5. Every writer who ever lived has been rejected repeatedly, and many times. You are not unique or unusual.

6. You must decide what your writing goals are. Primarily publication? Then write as much as possible like popular, best-selling books. Primarily excellent writing? Then develop your own merits, or at least write like acknowledged great writers, of whom there are many. If you want to write well and sell a lot of books, you have a much tougher row to hoe. How many great, best-selling writers are there? Never many.

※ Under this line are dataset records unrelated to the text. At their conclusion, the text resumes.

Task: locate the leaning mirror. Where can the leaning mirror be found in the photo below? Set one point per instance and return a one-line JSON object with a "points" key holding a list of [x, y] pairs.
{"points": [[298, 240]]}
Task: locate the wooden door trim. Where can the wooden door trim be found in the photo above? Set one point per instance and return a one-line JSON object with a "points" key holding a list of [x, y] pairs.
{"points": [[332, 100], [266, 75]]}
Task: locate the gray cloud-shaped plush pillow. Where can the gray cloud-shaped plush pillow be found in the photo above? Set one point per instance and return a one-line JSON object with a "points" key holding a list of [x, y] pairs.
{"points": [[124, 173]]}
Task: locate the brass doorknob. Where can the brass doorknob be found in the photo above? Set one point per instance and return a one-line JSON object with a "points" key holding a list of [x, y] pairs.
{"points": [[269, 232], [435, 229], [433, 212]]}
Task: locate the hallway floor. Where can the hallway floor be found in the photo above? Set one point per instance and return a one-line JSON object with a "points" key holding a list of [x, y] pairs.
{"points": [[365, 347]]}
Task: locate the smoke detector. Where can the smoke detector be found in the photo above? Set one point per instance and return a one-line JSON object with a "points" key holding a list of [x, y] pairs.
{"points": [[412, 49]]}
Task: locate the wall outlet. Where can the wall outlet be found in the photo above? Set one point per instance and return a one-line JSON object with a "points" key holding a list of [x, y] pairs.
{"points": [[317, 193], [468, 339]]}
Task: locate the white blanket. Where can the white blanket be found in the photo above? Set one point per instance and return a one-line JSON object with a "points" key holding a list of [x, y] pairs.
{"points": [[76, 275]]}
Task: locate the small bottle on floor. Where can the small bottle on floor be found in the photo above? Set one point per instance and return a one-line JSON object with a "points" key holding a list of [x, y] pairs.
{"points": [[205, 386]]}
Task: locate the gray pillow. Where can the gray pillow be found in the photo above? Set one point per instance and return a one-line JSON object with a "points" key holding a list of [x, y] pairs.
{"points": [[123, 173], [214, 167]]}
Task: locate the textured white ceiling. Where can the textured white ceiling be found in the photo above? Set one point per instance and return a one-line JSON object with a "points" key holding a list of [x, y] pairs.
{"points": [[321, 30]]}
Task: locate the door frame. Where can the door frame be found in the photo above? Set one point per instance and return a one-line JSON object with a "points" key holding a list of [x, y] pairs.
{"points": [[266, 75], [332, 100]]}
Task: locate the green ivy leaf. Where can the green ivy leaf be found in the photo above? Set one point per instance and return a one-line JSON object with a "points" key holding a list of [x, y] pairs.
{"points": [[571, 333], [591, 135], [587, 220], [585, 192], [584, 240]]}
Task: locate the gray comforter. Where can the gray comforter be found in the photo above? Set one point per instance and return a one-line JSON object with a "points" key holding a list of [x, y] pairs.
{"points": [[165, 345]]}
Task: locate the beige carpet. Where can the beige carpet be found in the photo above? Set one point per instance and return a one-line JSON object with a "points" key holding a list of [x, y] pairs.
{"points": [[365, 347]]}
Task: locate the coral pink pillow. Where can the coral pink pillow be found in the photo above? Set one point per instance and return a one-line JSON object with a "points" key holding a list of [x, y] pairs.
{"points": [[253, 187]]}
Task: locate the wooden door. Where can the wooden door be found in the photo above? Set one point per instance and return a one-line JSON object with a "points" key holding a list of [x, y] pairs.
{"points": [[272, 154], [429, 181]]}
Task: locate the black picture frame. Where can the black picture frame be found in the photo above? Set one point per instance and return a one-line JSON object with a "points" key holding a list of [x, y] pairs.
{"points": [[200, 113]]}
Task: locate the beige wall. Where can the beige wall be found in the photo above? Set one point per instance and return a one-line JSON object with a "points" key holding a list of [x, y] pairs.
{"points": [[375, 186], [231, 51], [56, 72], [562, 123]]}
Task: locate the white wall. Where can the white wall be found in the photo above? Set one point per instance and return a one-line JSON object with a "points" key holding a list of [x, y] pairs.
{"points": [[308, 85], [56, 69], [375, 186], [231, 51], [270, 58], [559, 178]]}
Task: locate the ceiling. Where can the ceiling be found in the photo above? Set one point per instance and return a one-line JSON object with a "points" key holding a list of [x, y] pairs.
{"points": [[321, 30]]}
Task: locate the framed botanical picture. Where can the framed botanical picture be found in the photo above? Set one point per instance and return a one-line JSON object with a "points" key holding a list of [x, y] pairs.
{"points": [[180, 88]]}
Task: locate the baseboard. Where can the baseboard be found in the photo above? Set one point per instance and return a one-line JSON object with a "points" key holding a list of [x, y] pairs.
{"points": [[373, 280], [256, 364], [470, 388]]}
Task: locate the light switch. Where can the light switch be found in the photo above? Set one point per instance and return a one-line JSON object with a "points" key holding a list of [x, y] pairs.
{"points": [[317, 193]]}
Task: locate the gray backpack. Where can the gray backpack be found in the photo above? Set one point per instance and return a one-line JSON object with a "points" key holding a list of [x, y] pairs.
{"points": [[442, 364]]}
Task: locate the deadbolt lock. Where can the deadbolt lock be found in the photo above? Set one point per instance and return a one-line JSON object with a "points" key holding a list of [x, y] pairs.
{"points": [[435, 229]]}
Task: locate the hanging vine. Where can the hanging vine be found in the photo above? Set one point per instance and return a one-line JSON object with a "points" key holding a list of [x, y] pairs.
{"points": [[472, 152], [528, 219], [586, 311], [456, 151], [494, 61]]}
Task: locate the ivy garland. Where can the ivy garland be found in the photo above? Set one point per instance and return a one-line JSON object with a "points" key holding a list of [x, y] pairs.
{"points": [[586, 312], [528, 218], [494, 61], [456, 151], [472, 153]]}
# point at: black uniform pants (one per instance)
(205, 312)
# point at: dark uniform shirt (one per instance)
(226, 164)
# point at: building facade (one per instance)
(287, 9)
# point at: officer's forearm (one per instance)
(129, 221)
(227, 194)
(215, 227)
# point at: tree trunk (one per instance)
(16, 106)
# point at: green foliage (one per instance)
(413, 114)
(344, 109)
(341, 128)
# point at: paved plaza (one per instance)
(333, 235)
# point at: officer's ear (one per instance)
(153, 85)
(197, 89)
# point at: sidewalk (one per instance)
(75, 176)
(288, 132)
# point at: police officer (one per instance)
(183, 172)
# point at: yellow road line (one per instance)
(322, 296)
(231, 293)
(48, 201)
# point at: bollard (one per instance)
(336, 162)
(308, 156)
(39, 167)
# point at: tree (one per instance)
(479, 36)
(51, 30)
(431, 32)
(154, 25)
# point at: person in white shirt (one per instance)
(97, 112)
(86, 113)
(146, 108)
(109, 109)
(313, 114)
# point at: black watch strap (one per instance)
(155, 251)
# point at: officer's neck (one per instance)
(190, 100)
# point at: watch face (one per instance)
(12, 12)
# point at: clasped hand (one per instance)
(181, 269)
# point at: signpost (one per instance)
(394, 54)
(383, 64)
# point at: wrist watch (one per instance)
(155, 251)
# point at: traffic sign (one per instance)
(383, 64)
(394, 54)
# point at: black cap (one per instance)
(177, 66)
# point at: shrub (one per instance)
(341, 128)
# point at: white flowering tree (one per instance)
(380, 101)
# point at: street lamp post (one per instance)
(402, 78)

7. Publishing is business, not art. This statement may be repetitious in the context of this essay, but it needs to be expressed as starkly as possible. Some publishers may have an interest in art, or even a striving to publish it, but their raison d’etre remains sales and advertising.

8. Be not discouraged. Options are available to you. If you truly love writing, the work itself is your reward, and may be your only reward.

If you believe these views are mistaken, or biased, or cynical, or jaded, or mean-spirited, please submit several hundred stories and a full handful of novels. Pay attention to how they’re received and commented upon, and keep records. If you meet or communicate with agents, editors, and publishers, distinguish what they say from what they do. Write whatever you want, and enjoy the process, but don’t necessarily expect riches and critical acclaim both. You’ll be exceedingly fortunate to earn either.

Don’t let anything stop you, if you enjoy writing.